What is SIP?


Session Initiation Protocol (SIP) is a communications protocol used to create, modify, and terminate sessions with one or more users. The working standard for the SIP protocol was first published by the Internet Engineering Task Force (IETF) in 2002. The IETF specification for SIP is RFC 3261. SIP sessions can include voice communications, instant messaging, and multimedia applications.

SIP is most widely used to initiate and terminate Voice Over Internet Protocol (VOIP) calls. SIP was originally designed to mimic the call setup and signaling characteristics of the traditional telephone network over an IP infrastructure. A typical SIP session involves a client requesting a session with a SIP server. After the request is received, the SIP server returns a response to the user indicating the availability of the session. SIP is ASCII text-based and it shares some common characteristics with HTTP. Users are identified by a SIP address which is similar to an email address.
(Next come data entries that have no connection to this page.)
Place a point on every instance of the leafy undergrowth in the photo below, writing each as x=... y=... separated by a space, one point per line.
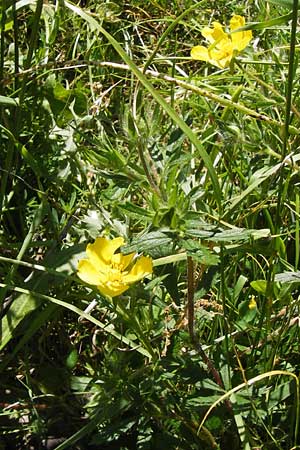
x=109 y=128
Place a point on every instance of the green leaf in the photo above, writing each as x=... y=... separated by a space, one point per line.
x=259 y=286
x=288 y=277
x=23 y=305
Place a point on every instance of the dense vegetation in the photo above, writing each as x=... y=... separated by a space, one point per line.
x=109 y=128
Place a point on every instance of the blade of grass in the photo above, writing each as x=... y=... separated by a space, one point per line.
x=168 y=109
x=107 y=328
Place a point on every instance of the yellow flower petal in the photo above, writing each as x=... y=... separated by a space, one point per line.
x=87 y=272
x=214 y=34
x=241 y=39
x=237 y=22
x=223 y=45
x=200 y=53
x=142 y=267
x=101 y=251
x=107 y=270
x=121 y=260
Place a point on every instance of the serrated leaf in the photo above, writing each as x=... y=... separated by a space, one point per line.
x=259 y=286
x=288 y=277
x=148 y=243
x=22 y=306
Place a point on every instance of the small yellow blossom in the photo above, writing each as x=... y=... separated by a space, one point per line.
x=223 y=45
x=111 y=272
x=252 y=303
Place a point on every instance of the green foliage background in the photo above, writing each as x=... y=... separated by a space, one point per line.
x=109 y=128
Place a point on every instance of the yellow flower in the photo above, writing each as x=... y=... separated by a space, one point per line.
x=223 y=45
x=112 y=272
x=252 y=303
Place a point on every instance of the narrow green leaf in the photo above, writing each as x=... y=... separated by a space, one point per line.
x=94 y=25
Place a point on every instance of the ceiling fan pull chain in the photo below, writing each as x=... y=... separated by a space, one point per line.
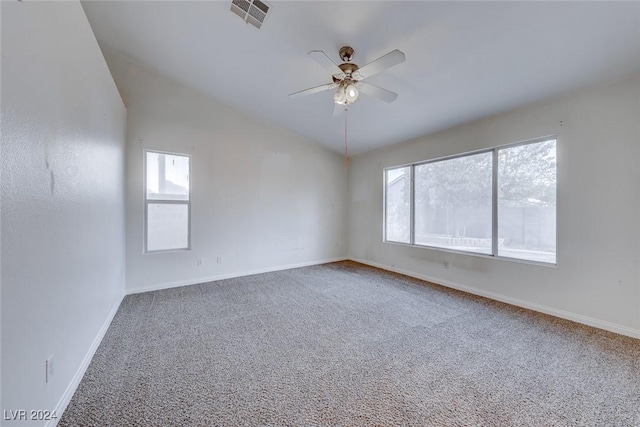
x=346 y=160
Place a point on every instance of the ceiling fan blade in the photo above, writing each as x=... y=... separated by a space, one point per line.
x=392 y=58
x=327 y=63
x=312 y=90
x=377 y=92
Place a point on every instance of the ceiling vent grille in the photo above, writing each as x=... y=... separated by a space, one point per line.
x=251 y=11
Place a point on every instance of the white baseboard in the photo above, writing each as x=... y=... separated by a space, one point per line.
x=179 y=283
x=585 y=320
x=73 y=385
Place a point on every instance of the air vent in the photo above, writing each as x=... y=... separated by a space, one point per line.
x=251 y=11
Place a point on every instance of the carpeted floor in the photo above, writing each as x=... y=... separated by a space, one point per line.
x=344 y=344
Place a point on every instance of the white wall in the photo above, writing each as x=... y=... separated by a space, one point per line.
x=597 y=280
x=262 y=198
x=63 y=126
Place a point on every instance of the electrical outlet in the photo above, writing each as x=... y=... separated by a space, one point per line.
x=48 y=365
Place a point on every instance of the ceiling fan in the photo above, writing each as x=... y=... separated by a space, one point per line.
x=348 y=77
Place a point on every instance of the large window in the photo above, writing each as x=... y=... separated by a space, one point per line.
x=498 y=202
x=167 y=201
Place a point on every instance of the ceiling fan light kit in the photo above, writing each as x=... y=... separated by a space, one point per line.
x=348 y=77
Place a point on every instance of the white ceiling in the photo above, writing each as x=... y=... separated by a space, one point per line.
x=465 y=60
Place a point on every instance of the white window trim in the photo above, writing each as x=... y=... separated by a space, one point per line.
x=494 y=204
x=146 y=203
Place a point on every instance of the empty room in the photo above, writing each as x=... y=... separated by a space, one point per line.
x=320 y=213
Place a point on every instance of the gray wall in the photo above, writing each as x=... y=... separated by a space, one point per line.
x=262 y=198
x=63 y=125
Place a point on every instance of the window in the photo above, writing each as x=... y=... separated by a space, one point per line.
x=527 y=202
x=398 y=196
x=453 y=203
x=498 y=202
x=167 y=201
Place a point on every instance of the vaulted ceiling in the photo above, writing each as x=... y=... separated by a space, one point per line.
x=465 y=60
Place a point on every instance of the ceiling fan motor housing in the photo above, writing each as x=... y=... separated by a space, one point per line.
x=346 y=53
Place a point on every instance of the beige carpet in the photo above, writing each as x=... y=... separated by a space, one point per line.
x=344 y=344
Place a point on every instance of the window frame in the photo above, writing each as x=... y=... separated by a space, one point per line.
x=147 y=201
x=494 y=202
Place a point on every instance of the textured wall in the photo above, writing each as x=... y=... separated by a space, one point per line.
x=262 y=198
x=63 y=126
x=597 y=280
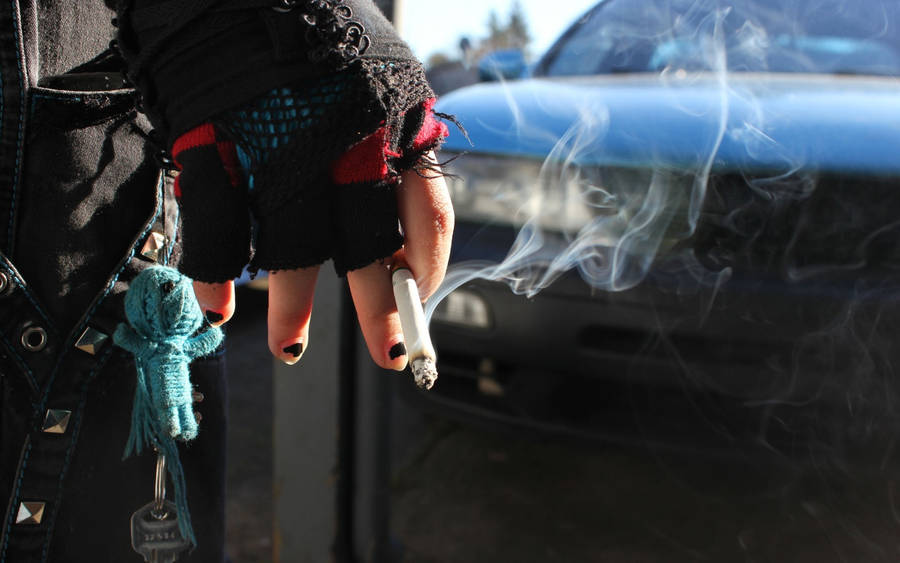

SIP relies on a peer to peer architecture that uses intelligent network elements for advanced call processing and call management functions. These endpoints are referred to as the user agent client and the user agent server. A proxy server can be used as an intermediary responsible for transferring the request from the client to the SIP server. SIP proxy servers can provide advanced call processing functions including security, authentication, and call routing. Real-time Transport protocol (RTP) is used to carry the voice or video content at the application layer between SIP endpoints.

Intelligence at the network edge is a unique advantage that SIP has over the traditional packet switched telephone network (PSTN). Unlike traditional telephony, SIP distributes the call processing functionality to the endpoints, also known as the "network edge". The distributed network architecture used for SIP telephony is very different from the centralized design of the PSTN. The traditional PSTN concentrates call processing functionality in sophisticated and highly complex core network elements. Your average telephone set is a dumb endpoint that does not handle call processing. In this way, a SIP handset that you use to make VOIP calls has intelligence that enables it to conduct call processing functions. SIP networks are increasingly scalable because of the relatively simple core network architecture required.

Through the widespread use of instant messaging, SIP endpoints have become commonplace. Instant messaging applications including Microsoft MSN Messenger and Apple iChat are SIP clients that can be used to transport voice and video free of charge. The popularity of instant messaging has lead to the creation of specific instant messaging protocols based on the SIP standard. Extensible Messaging and Presence Protocol (XMPP) and Session Initiation Protocol for Instant Messaging and Presence Leveraging Extensions (SIMPLE) are two SIP based protocols that allow presence information to be exchanged between SIP endpoints. Presence information is an indicator of a participant's willingness to communicate with another participant. For example, in an instant messaging client, the icon that tells others that you are online is a presence indicator.

In terms of telephony applications, SIP is not without limitations. The main criticisms of SIP involve limitations surrounding emergency calling and law enforcement interception activities. The peer to peer architecture of the SIP protocol uses IP endpoints that, by their nature, are unrestricted in terms of mobility. Unlike regular PSTN 911 calls, with SIP, there is no network layer location mechanism available to pinpoint the location of the user. It is also extremely difficult for law enforcement to monitor and intercept SIP based phone calls due to the same reason. Despite these limitations, SIP is growing in popularity due to its ease of deployment and management, low cost, and scalable capability.